Second, the more you look for it, the more you are going to see. As the question becomes a habit, it primes the pump to be on the look out for beauty. Not a bad outcome.

Finally, it might even cause you to go beyond passively noticing beauty to actually creating it...to play beautiful music on your stereo or through your instrument, to make memorable moments, to go out of your way for others, to seek out and share beautiful art, to create meaningful connections. More people adding to the beauty in the world at a time like this is certainly not going to hurt.

Coaches are always encouraging people to "be in the moment." And the Tiger and the Strawberry allegory reminds us that that there can be sweetness amidst the drudgery and difficulty.

Though we don't know what happened to the guy running from the tigers, it turns out that seeing Beauty might be a key to actual survival when facing perilous situations and life threatening uncertainty.

Lawrence Gonzales wrote the book Deep Survival: Who Lives, Who Dies and Why to summarize his research about who survives life and death situations.
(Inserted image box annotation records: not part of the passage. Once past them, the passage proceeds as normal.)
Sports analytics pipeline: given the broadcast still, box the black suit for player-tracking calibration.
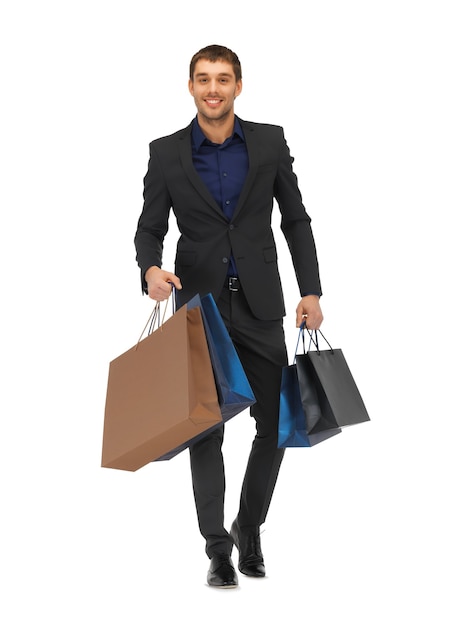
[135,120,321,556]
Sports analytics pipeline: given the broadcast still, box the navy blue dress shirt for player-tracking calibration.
[192,118,248,276]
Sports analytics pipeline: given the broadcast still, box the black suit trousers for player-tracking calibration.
[190,288,287,558]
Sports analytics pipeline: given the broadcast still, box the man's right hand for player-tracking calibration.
[144,265,182,302]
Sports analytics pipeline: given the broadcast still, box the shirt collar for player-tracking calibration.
[191,116,245,152]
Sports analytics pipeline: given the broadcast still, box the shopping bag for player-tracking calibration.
[101,305,222,471]
[295,327,370,434]
[278,364,341,448]
[155,293,256,461]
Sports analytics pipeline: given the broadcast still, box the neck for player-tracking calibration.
[198,113,234,143]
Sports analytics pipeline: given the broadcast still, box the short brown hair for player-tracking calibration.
[190,44,242,81]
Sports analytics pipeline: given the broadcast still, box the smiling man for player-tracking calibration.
[135,45,323,588]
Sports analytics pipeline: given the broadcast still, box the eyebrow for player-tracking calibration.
[195,72,232,78]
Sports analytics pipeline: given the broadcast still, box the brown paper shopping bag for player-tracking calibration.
[101,305,221,471]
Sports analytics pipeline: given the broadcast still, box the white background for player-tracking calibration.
[0,0,452,626]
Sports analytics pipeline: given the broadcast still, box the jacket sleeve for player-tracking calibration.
[134,142,172,293]
[274,134,322,296]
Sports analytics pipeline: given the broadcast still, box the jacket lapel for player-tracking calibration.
[179,124,226,219]
[232,118,259,219]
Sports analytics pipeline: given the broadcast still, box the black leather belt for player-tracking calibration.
[224,276,240,291]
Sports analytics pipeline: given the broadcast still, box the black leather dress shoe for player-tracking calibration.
[207,554,239,589]
[230,520,265,578]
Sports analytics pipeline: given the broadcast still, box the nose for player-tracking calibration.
[209,78,219,95]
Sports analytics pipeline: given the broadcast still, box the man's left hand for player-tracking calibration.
[297,296,323,330]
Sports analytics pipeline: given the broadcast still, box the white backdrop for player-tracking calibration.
[0,0,452,626]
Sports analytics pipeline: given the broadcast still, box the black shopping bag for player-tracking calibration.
[278,364,341,448]
[295,327,370,434]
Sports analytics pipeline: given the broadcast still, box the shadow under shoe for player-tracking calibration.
[230,520,265,578]
[207,554,239,589]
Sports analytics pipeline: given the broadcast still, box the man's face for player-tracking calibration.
[188,59,242,121]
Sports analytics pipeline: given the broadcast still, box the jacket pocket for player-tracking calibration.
[176,251,197,267]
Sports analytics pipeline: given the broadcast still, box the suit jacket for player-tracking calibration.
[135,119,321,320]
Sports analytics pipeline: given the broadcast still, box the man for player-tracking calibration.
[135,45,323,588]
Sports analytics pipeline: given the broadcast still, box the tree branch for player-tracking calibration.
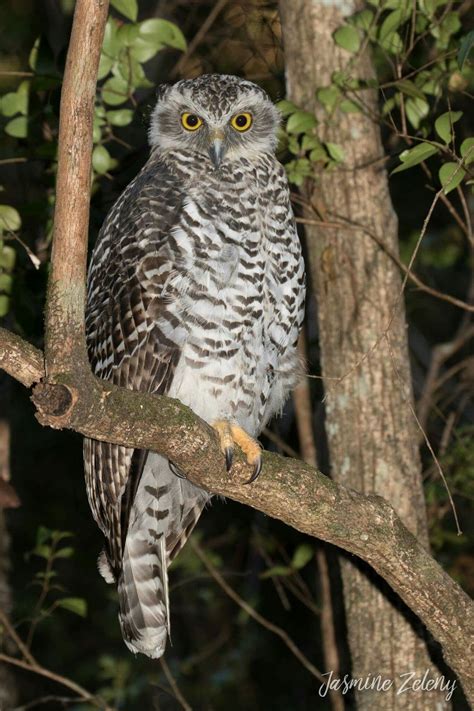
[1,340,474,698]
[0,0,474,700]
[45,0,109,378]
[0,328,44,388]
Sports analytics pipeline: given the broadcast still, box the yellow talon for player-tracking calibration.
[212,420,262,484]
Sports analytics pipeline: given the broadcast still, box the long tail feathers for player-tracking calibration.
[114,453,209,658]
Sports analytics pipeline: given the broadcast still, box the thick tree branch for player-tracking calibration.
[0,328,44,388]
[0,342,474,698]
[45,0,109,378]
[0,0,474,699]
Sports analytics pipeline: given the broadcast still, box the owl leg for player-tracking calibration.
[212,420,262,484]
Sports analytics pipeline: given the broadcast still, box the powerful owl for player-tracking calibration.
[84,75,305,657]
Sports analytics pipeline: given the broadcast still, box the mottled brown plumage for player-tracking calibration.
[84,75,304,657]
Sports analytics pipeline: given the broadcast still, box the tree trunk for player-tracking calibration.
[0,418,17,711]
[280,0,447,711]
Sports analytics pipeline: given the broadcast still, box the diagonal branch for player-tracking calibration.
[0,0,474,700]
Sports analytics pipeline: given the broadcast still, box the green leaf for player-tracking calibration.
[405,98,430,128]
[0,294,10,318]
[260,565,293,580]
[92,146,110,175]
[4,116,28,138]
[276,99,298,118]
[291,543,314,570]
[106,109,133,126]
[301,134,322,151]
[309,145,328,163]
[347,8,375,32]
[438,163,466,195]
[110,0,138,22]
[102,77,129,106]
[0,91,21,116]
[286,111,317,133]
[333,25,361,54]
[129,37,164,63]
[316,85,341,112]
[457,30,474,71]
[140,18,186,51]
[0,205,21,232]
[379,10,405,43]
[36,526,52,546]
[102,17,120,59]
[391,142,439,175]
[33,543,51,560]
[97,53,115,79]
[380,32,403,54]
[28,37,40,71]
[325,143,345,163]
[0,272,13,294]
[460,138,474,165]
[56,597,87,617]
[435,111,463,144]
[117,24,140,49]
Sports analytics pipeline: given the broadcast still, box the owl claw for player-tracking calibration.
[225,447,234,472]
[212,420,262,484]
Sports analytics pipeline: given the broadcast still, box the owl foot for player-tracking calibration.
[212,420,262,484]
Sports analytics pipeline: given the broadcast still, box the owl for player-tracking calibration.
[84,75,305,657]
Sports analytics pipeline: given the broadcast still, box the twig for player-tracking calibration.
[0,328,44,388]
[160,657,193,711]
[0,609,37,666]
[385,332,462,536]
[189,538,327,684]
[296,217,474,313]
[0,652,111,711]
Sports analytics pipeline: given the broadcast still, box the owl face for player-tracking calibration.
[149,74,280,169]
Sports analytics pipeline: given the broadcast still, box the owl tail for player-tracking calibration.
[118,452,209,658]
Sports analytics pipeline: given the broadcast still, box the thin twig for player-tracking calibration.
[0,609,37,666]
[384,331,462,536]
[160,657,193,711]
[170,0,229,79]
[189,538,327,684]
[0,652,111,711]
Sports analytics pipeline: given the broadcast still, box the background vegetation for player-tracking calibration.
[0,0,474,711]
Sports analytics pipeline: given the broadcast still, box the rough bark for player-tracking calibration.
[0,0,474,699]
[0,332,474,708]
[0,420,18,711]
[280,0,454,709]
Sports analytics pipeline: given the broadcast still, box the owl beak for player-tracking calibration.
[209,131,224,168]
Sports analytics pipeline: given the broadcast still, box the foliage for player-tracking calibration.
[280,0,474,194]
[0,0,474,711]
[0,6,186,318]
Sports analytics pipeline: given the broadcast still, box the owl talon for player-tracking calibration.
[212,420,262,484]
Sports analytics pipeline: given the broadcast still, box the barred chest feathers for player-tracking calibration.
[144,152,304,436]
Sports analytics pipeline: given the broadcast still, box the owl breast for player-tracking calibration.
[152,153,302,435]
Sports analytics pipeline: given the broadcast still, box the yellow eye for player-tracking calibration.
[230,111,252,131]
[181,113,202,131]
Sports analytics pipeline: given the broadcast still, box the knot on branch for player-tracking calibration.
[31,383,77,428]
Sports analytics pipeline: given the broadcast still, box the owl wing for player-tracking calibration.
[84,159,182,573]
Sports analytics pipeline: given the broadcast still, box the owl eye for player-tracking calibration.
[230,111,252,131]
[181,113,202,131]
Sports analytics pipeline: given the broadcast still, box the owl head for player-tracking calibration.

He found an eerie uniformity in the way people survive seemingly impossible circumstances. Decades and sometimes centuries apart, separated by culture, geography, race, language, and tradition, the most successful survivors go through the same patterns of thought and behavior, the same transformation and "spiritual discovery," in the course of keeping themselves alive.
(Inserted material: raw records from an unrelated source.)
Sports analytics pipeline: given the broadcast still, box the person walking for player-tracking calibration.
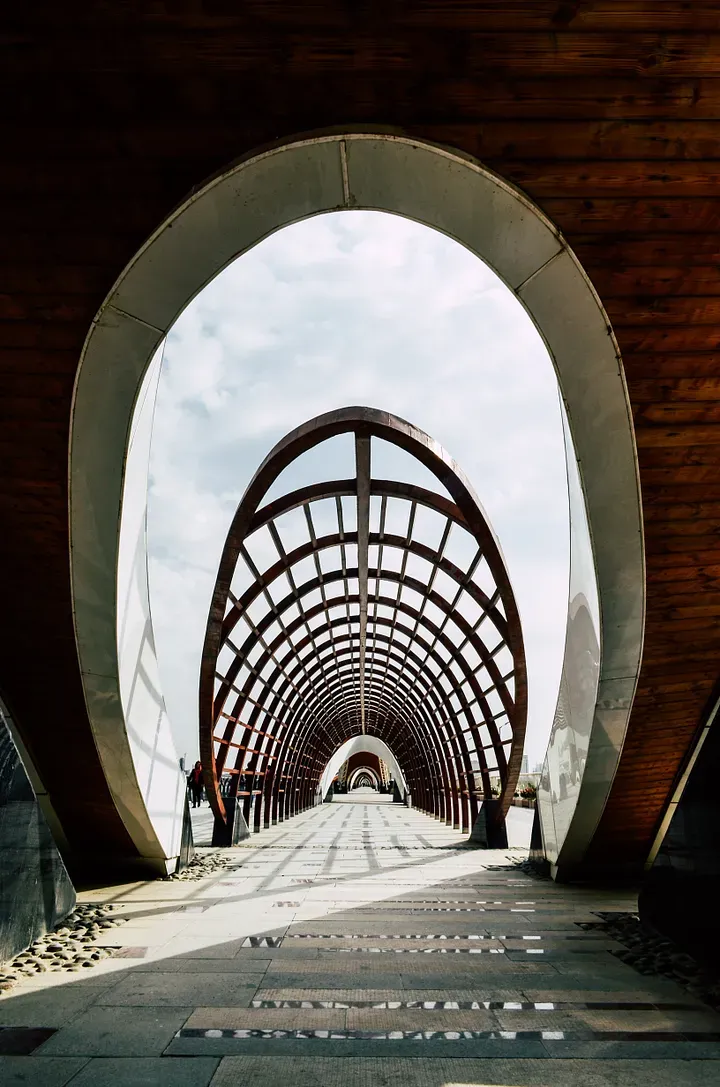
[187,762,202,808]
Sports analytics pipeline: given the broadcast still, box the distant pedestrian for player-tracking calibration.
[187,762,202,808]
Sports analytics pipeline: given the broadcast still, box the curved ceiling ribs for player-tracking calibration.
[200,408,526,830]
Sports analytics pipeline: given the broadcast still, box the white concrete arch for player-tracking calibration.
[320,736,408,797]
[70,132,644,870]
According to the author, there are 12 traits that many survivors seem to share. The eighth one is See the Beauty. Survivors seem to be attuned to the wonder of their world, he says, especially in the face of mortal danger. The appreciation of beauty, the feeling of awe, provides a respite and also a sense of hope. It is purported to cause the pupils to dilate, which can open the senses to the environment and that might help you see options.

There are many stories in the book about people's ability to find beauty while fighting to survive another day. But the Viktor Frankl story in Man's Search for Meaning is especially raw:

“One evening, when we were already resting on the floor of our hut, dead tired, soup bowls in hand, a fellow prisoner rushed in and asked us to run out to the assembly grounds and see the wonderful sunset. Standing outside we saw sinister clouds glowing in the west and the whole sky alive with clouds of ever-changing shapes and colors, from steel blue to blood red. The desolate grey mud huts provided a sharp contrast, while the puddles on the muddy ground reflected the glowing sky. Then, after minutes of moving silence, one prisoner said to another, "How beautiful the world could be...”

How about you?  There is a lot of challenge and uncertainty right now.  Do you recall encountering any beauty today?